Methane (CH₄) and hydrogen (H₂) show promise as low-carbon energy sources, but their impurities, including H₂ and CO, pose challenges for storage and use. To address these challenges, a robust purification protocol for CH₄ and/or H₂, combined with the catalytic conversion of impurities into CO₂ and H₂O, is a compelling solution. In this work, we investigated 11 phosphotungstic acid (PTA)-supported single-atom catalysts (SACs) by density functional theory (DFT) computations. Os₁/PTA SACs exhibited superior catalytic activity, and the ease of oxidation follows the CO > H₂ > CH₄ order. It facilitated efficient purification of CH₄ in solvents such as water, MeOH, and various others. For H₂ purification, Os₁/PTA SACs demonstrated excellent performance in gas, water, and MeOH. Notably, in water and MeOH, it selectively removed CO without consuming H₂ with low free energy barriers.
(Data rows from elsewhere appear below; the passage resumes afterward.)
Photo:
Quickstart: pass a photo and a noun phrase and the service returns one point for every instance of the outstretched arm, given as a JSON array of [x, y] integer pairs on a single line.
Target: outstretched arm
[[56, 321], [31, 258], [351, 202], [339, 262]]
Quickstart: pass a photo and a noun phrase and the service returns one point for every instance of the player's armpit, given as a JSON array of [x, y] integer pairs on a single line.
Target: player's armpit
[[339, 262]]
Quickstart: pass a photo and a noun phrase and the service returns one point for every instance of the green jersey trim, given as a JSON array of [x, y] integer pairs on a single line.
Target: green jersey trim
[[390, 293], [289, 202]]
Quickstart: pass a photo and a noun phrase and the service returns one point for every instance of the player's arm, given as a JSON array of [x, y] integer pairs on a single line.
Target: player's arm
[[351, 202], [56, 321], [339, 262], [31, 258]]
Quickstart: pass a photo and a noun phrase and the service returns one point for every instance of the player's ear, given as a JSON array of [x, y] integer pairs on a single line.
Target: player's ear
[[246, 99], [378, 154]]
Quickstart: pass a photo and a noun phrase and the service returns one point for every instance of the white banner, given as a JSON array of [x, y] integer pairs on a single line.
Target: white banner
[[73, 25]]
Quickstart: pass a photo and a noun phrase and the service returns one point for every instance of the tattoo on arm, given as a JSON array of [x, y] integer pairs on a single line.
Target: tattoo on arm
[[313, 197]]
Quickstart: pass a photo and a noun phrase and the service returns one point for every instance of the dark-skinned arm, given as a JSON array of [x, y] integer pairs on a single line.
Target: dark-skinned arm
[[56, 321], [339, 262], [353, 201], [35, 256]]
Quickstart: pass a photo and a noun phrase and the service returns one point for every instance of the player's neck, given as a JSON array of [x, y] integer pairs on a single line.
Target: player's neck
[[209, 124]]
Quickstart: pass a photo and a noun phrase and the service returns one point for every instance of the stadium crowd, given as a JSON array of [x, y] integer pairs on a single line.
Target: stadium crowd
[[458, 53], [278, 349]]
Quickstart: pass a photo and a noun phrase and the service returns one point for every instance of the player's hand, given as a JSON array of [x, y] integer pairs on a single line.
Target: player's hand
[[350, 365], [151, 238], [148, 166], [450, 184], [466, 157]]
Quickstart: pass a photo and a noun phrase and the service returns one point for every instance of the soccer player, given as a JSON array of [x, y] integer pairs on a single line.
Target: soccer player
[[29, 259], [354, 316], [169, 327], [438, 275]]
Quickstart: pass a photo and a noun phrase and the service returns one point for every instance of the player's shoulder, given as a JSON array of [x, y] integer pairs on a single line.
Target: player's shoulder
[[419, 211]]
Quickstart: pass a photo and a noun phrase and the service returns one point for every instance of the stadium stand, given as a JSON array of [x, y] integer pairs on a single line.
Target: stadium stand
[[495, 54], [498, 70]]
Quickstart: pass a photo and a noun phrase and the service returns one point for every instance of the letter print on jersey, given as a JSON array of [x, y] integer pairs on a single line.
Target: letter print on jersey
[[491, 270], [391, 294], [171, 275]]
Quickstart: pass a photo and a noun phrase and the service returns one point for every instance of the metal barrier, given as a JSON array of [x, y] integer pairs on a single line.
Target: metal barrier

The strong Os-PTA interactions and charge transfer mechanism contributed to its exceptional catalytic activity. Our findings shed light on SAC behavior and their potential for efficient CH₄ and H₂ purification. By addressing impurity challenges and improving clean energy utilization, these findings contribute to the development of sustainable energy technologies.